Python wrapper for labeled and unlabeled asymmetric private set intersection (APSI).
MIT License
14 stars 6 forks source link

Add load csv db and batch add labeled items. #18

Open xiaohan2909 opened 1 year ago

xiaohan2909 commented 1 year ago

Hello, I made some changes to this project, they are as follows:

  1. add a "load_csv_db" method using some source file from the origin apsi cli folder.
  2. finish a TODO item, the add_items function in LabeledServer now use a batch function in c++.

Cautious: I changed the CmakeList.txt for some new source files were added, but some configs may become different from old, so you may need merge it by hand or repeat this file with your own version.

LGro commented 1 year ago

Hi @xiaohan2909, thanks for reaching out. I'm curious to dive into your proposed changes.
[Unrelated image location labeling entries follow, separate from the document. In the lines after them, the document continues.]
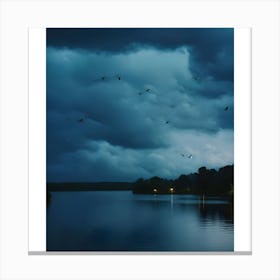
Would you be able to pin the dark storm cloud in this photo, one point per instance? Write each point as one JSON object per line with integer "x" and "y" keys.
{"x": 105, "y": 130}
{"x": 212, "y": 48}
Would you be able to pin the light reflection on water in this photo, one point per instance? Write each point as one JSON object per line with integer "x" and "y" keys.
{"x": 121, "y": 221}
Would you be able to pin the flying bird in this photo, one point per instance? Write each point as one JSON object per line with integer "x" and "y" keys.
{"x": 187, "y": 155}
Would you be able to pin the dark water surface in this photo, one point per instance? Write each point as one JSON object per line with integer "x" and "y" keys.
{"x": 121, "y": 221}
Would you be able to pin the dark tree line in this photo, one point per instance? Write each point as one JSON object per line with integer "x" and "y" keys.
{"x": 205, "y": 182}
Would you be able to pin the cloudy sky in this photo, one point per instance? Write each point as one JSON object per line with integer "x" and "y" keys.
{"x": 129, "y": 103}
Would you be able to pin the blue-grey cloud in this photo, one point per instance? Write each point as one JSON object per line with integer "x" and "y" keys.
{"x": 114, "y": 129}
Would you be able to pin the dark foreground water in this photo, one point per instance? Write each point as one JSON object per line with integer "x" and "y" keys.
{"x": 121, "y": 221}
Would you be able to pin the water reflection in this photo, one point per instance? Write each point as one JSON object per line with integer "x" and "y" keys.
{"x": 121, "y": 221}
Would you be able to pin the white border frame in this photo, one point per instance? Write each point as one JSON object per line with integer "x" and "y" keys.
{"x": 17, "y": 16}
{"x": 242, "y": 141}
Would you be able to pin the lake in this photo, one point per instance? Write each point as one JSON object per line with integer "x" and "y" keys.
{"x": 123, "y": 221}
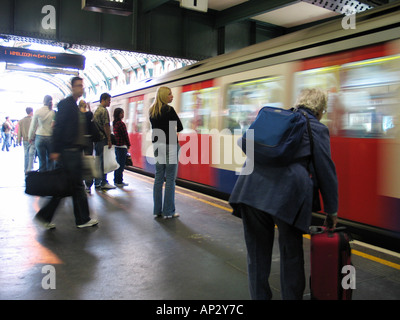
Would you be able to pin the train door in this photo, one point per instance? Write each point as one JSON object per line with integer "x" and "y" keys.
{"x": 135, "y": 122}
{"x": 198, "y": 113}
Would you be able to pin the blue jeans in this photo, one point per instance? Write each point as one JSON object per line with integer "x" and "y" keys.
{"x": 43, "y": 144}
{"x": 6, "y": 142}
{"x": 120, "y": 155}
{"x": 166, "y": 166}
{"x": 72, "y": 162}
{"x": 259, "y": 229}
{"x": 99, "y": 147}
{"x": 29, "y": 152}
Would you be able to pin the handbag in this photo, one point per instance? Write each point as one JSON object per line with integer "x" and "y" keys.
{"x": 56, "y": 183}
{"x": 90, "y": 167}
{"x": 110, "y": 161}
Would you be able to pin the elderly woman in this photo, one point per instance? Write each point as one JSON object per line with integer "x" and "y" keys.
{"x": 283, "y": 196}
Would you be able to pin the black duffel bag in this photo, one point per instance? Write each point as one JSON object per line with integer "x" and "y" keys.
{"x": 56, "y": 183}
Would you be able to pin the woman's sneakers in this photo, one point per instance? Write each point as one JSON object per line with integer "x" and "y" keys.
{"x": 175, "y": 215}
{"x": 90, "y": 223}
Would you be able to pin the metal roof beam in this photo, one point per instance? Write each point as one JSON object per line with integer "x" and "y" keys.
{"x": 249, "y": 9}
{"x": 148, "y": 5}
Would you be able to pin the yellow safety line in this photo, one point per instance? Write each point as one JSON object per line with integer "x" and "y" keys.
{"x": 307, "y": 236}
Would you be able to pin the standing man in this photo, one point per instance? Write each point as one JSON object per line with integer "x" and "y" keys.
{"x": 102, "y": 122}
{"x": 6, "y": 130}
{"x": 23, "y": 134}
{"x": 67, "y": 148}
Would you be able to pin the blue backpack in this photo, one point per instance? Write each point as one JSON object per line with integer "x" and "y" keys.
{"x": 276, "y": 133}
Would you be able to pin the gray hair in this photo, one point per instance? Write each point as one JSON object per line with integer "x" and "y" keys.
{"x": 314, "y": 99}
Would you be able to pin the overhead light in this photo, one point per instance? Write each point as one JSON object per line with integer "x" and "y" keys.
{"x": 118, "y": 7}
{"x": 198, "y": 5}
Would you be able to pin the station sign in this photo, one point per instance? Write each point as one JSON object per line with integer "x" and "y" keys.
{"x": 48, "y": 59}
{"x": 118, "y": 7}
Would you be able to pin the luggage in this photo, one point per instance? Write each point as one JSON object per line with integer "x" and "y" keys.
{"x": 276, "y": 134}
{"x": 55, "y": 183}
{"x": 330, "y": 252}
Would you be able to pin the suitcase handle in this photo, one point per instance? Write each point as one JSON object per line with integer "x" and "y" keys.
{"x": 321, "y": 229}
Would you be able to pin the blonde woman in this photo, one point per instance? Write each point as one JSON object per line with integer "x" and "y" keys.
{"x": 283, "y": 196}
{"x": 165, "y": 124}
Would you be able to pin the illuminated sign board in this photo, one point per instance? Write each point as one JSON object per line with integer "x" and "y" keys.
{"x": 119, "y": 7}
{"x": 48, "y": 59}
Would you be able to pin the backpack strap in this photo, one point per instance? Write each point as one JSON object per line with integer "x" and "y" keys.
{"x": 311, "y": 144}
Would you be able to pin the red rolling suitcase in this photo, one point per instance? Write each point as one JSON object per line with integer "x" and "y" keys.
{"x": 330, "y": 252}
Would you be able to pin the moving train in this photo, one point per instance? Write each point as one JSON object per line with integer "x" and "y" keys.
{"x": 218, "y": 98}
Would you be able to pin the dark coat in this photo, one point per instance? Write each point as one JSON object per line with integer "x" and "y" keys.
{"x": 287, "y": 192}
{"x": 66, "y": 128}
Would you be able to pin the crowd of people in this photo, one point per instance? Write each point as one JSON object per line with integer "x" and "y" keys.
{"x": 63, "y": 137}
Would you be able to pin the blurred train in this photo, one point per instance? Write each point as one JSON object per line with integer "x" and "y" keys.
{"x": 218, "y": 98}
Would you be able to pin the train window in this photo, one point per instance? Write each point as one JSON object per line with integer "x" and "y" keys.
{"x": 363, "y": 99}
{"x": 199, "y": 109}
{"x": 245, "y": 99}
{"x": 370, "y": 97}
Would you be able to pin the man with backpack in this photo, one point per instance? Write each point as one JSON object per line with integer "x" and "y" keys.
{"x": 283, "y": 193}
{"x": 6, "y": 133}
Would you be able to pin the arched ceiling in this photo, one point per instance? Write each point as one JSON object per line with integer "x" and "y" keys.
{"x": 105, "y": 71}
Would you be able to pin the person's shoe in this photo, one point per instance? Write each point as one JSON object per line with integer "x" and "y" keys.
{"x": 175, "y": 215}
{"x": 45, "y": 224}
{"x": 123, "y": 184}
{"x": 90, "y": 223}
{"x": 108, "y": 186}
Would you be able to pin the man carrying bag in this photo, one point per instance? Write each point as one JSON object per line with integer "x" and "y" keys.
{"x": 67, "y": 149}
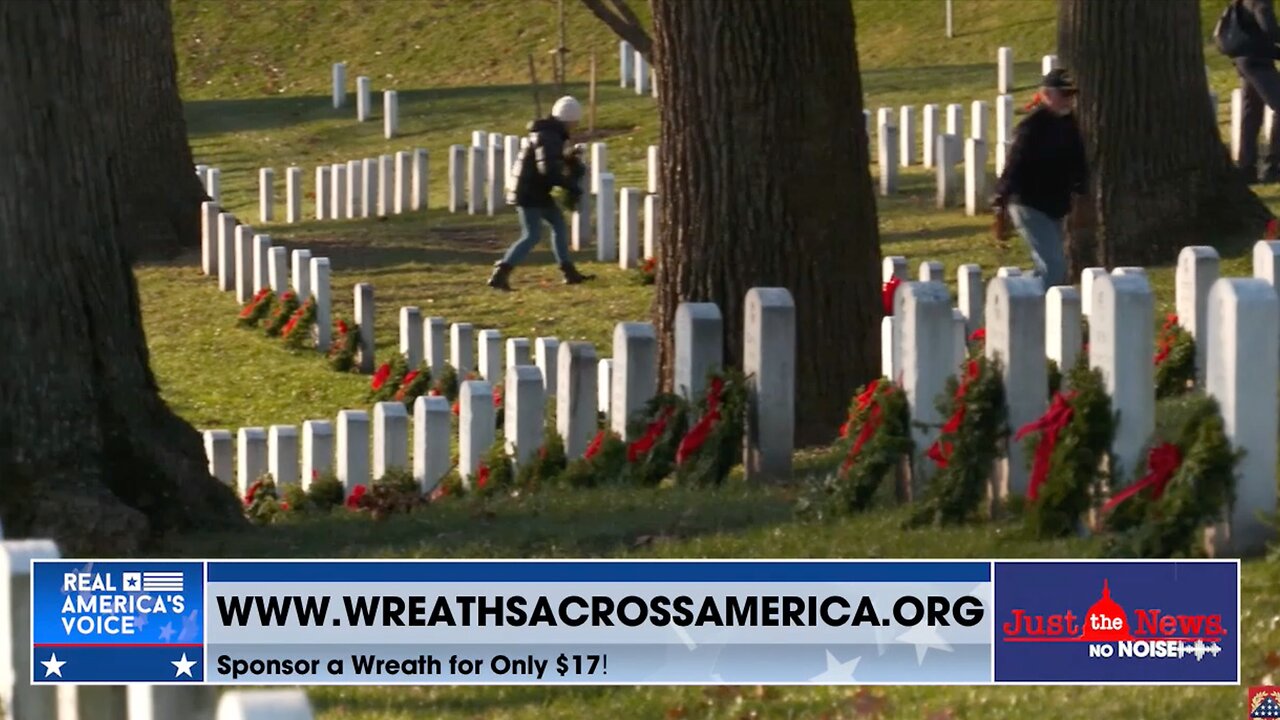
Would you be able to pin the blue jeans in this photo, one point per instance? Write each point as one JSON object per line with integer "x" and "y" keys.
{"x": 1043, "y": 235}
{"x": 531, "y": 231}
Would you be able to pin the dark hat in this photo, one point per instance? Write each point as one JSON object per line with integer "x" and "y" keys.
{"x": 1059, "y": 78}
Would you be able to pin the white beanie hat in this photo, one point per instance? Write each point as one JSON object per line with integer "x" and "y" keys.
{"x": 567, "y": 110}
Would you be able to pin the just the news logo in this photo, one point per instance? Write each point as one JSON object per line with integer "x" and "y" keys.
{"x": 1118, "y": 621}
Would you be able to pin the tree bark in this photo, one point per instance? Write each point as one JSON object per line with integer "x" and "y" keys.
{"x": 1160, "y": 174}
{"x": 90, "y": 455}
{"x": 764, "y": 182}
{"x": 160, "y": 201}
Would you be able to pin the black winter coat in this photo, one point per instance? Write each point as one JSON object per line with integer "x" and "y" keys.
{"x": 1046, "y": 164}
{"x": 542, "y": 165}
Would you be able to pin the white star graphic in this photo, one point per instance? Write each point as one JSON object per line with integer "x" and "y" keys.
{"x": 183, "y": 666}
{"x": 837, "y": 671}
{"x": 924, "y": 638}
{"x": 53, "y": 666}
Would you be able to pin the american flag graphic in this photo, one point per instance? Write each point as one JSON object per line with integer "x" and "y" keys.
{"x": 161, "y": 582}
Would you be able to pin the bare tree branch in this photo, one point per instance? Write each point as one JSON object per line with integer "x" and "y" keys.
{"x": 624, "y": 23}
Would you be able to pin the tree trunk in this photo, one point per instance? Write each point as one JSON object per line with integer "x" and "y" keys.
{"x": 160, "y": 204}
{"x": 1160, "y": 174}
{"x": 90, "y": 455}
{"x": 764, "y": 182}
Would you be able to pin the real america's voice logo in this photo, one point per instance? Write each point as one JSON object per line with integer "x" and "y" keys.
{"x": 1106, "y": 632}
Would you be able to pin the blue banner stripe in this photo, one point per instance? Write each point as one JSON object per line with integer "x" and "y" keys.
{"x": 557, "y": 572}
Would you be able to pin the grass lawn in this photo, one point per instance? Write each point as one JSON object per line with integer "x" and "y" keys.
{"x": 257, "y": 96}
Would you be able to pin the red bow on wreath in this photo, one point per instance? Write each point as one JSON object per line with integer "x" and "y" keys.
{"x": 649, "y": 438}
{"x": 887, "y": 294}
{"x": 941, "y": 451}
{"x": 1051, "y": 423}
{"x": 1162, "y": 461}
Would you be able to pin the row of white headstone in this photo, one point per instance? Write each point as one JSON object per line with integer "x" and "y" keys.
{"x": 24, "y": 701}
{"x": 364, "y": 100}
{"x": 635, "y": 71}
{"x": 567, "y": 374}
{"x": 1234, "y": 320}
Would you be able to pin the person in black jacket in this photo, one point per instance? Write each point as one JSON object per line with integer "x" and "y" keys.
{"x": 1045, "y": 169}
{"x": 1256, "y": 64}
{"x": 545, "y": 163}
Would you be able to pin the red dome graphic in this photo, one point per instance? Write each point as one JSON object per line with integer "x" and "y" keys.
{"x": 1106, "y": 620}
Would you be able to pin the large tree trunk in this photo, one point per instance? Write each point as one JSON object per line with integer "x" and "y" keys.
{"x": 88, "y": 452}
{"x": 764, "y": 182}
{"x": 1161, "y": 177}
{"x": 160, "y": 201}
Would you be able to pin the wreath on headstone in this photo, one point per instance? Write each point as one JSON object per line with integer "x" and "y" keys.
{"x": 1174, "y": 359}
{"x": 713, "y": 443}
{"x": 256, "y": 309}
{"x": 873, "y": 442}
{"x": 1065, "y": 449}
{"x": 967, "y": 447}
{"x": 1187, "y": 484}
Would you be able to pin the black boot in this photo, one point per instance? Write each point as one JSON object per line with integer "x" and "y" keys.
{"x": 572, "y": 276}
{"x": 498, "y": 279}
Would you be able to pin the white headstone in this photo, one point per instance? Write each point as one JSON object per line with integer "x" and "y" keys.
{"x": 699, "y": 346}
{"x": 243, "y": 264}
{"x": 1120, "y": 326}
{"x": 652, "y": 218}
{"x": 301, "y": 274}
{"x": 519, "y": 352}
{"x": 222, "y": 455}
{"x": 250, "y": 456}
{"x": 320, "y": 291}
{"x": 339, "y": 85}
{"x": 769, "y": 361}
{"x": 209, "y": 237}
{"x": 1005, "y": 69}
{"x": 432, "y": 429}
{"x": 547, "y": 356}
{"x": 1015, "y": 335}
{"x": 475, "y": 427}
{"x": 462, "y": 347}
{"x": 225, "y": 251}
{"x": 411, "y": 336}
{"x": 606, "y": 222}
{"x": 457, "y": 177}
{"x": 364, "y": 98}
{"x": 475, "y": 180}
{"x": 293, "y": 194}
{"x": 419, "y": 196}
{"x": 391, "y": 437}
{"x": 1197, "y": 272}
{"x": 353, "y": 449}
{"x": 265, "y": 195}
{"x": 970, "y": 294}
{"x": 489, "y": 359}
{"x": 391, "y": 114}
{"x": 635, "y": 356}
{"x": 576, "y": 396}
{"x": 931, "y": 130}
{"x": 316, "y": 450}
{"x": 629, "y": 228}
{"x": 1064, "y": 333}
{"x": 524, "y": 413}
{"x": 22, "y": 698}
{"x": 282, "y": 454}
{"x": 264, "y": 705}
{"x": 1243, "y": 364}
{"x": 926, "y": 343}
{"x": 974, "y": 177}
{"x": 434, "y": 331}
{"x": 604, "y": 386}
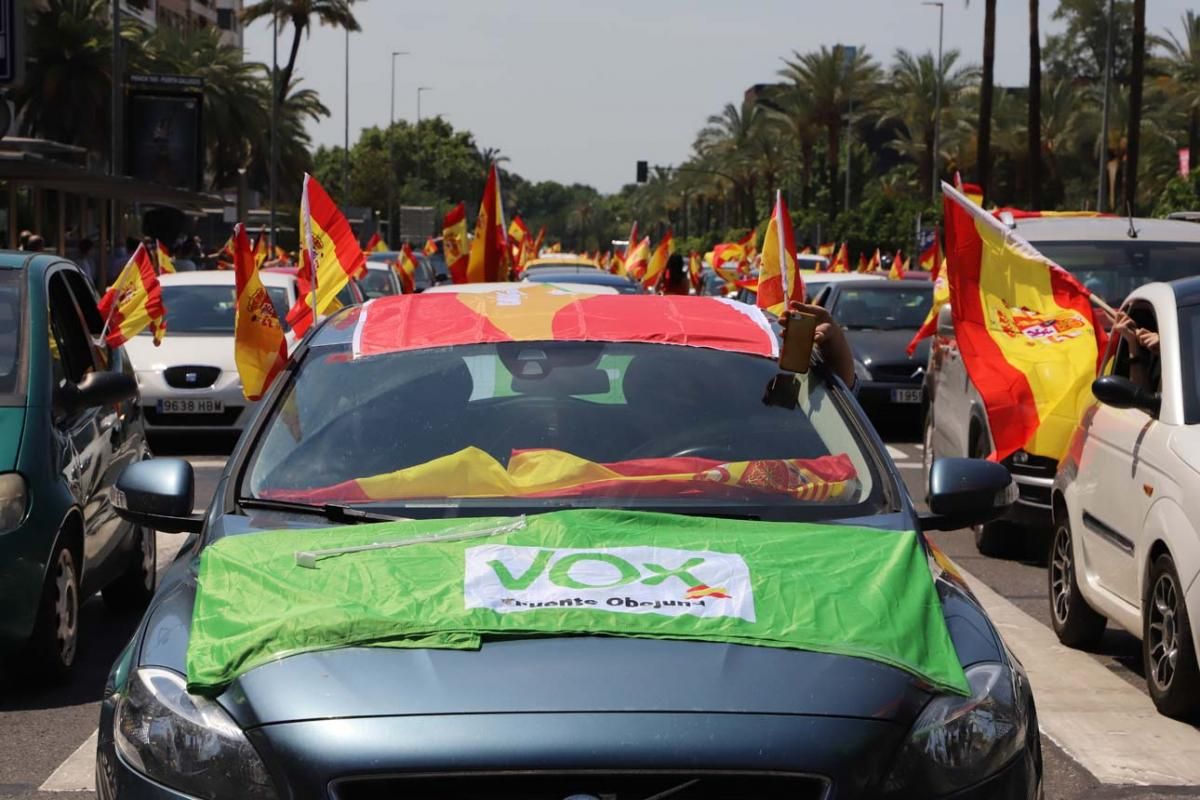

Would you meanwhile be open to elaborate a bit on what motivated the changes; Specifically, why you were missing an option to load a CSV file as a database? Seeing that this contribution round about doubles the size of this repo's code base, I'd like to understand the motivation thoroughly :relaxed:

xiaohan2909 commented 1 year ago

Thank you for your reply. I really should explain the reason. In some situations, I need to directly import a large amount of data into SenderDB, which is saved in a CSV file. Due to cross language reasons, the batch addition method(add_items) in the project requires reading the data into a list in Python first, and then converting types before using the methods in C++ to import. So I added the CSV import method in the hope of achieving a more efficient and direct import of a large amount of data. Of course, this function seems a bit redundant because the batch method in the project is sufficient to complete this function. So, I hope to use this submission as a supplement or reference, perhaps a better way is to optimize the batch addition method itself.